The decision to include only the stormwater that could be captured physically above existing public supply aquifers was made to “put a more realistic bound on” the estimated volume of stormwater available for capture, says Heather Cooley, the director of research at the Pacific Institute and the lead author of the report. In this way, the estimate does not include stormwater that would have to be conveyed far distances before it could be recharged to an aquifer.

Ultimately, capturing anywhere near the total estimated volumes of stormwater will require greater use of decentralized and centralized approaches, according to the report. “This potential exists across scales — at the community, neighborhood, and even parcel or household scale — each of which will be essential for successfully capturing the full potential of this local water supply,” the report notes.

Multiple benefits

Each of the three options — water-efficiency improvements, reuse, and stormwater capture — also potentially confer “co-benefits” beyond simply adding to water supplies, the report notes. Such benefits can include greater water resilience, reductions in energy use and carbon emissions, improvements to the environment, more livable communities, and lower water and wastewater bills for utility customers.

Meanwhile, some of the water-efficiency improvements essentially pay for themselves after factoring in the savings associated with lower energy costs and reduced wastewater generation resulting from their use, Cooley notes. “Many of these efficiency measures have a negative cost because their savings exceed the additional cost of buying the more efficient device when you look over the lifetime (of the device),” she says.

Although the report focuses exclusively on the potential benefits to California, other areas also can benefit from greater use of water-efficiency improvements, reuse, and stormwater capture, Cooley says. “The numbers may be a little bit different, but I think (the report) does highlight the opportunities that can exist in” other locations, she says.
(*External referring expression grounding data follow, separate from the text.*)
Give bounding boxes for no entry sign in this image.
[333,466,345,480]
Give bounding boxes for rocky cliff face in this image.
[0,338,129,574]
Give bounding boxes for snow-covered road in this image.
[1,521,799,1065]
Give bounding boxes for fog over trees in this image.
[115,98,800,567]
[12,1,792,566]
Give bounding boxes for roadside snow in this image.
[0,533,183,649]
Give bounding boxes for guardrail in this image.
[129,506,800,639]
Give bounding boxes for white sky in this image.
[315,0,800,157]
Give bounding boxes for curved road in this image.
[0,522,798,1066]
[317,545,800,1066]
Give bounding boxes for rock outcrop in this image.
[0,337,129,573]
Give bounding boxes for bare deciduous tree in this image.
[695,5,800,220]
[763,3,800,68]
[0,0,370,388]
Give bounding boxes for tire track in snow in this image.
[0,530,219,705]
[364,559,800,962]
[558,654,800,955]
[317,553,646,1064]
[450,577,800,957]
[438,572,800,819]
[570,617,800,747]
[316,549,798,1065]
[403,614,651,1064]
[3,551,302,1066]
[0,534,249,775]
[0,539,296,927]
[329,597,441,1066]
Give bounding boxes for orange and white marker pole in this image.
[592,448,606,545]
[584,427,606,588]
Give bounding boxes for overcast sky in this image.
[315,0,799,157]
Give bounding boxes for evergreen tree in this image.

The report includes multiple recommendations for boosting efforts to save water through improved efficiency measures and increase supplies through reuse and stormwater capture. For example, the report calls on local agencies to expand programs to incentivize customers to adopt water-efficiency measures, including high-efficiency appliances and fixtures. Among the other recommendations, state or local agencies are called on to ban nonfunctional grass — that is, grass that isn’t used for recreational purposes — at businesses, institutions, and large housing developments and implement ordinances to require residential and commercial buildings to install water-efficient devices when undergoing alterations, improvements, or sale.

An ‘exuberant’ assessment

Although the report correctly concludes that more can be done in California in the areas of water efficiency, reuse, and stormwater capture, “the degree that we can do those things and do them economically is probably overstated,” says Jay Lund, Ph.D., Dist.M.ASCE, a co-director of the Center for Watershed Sciences and a distinguished professor of civil and environmental engineering at the University of California, Davis.

Because it does not offer details regarding the relative costs of the three options, the report fails to address the question of their cost-effectiveness, Lund says. The report’s authors have “painted with a very broad brush about what (is) the maximum you could do of everything,” Lund says. “In a few cases it just won’t be effective. In quite a few other cases, it will just be very, very expensive relative to other ways you could accomplish the same objective of providing a good water supply and saving the environment and things like that.”

While not dismissing the value of the report’s conclusions, Lund thinks they need to be viewed from a more realistic vantage point. The report is “a little bit exuberant about the potential of” the three options it assesses, he says. “Certainly many of these things do have useful potential, and I think that potential is moving forward over time. But I don’t think it will ultimately be as big as these numbers are.”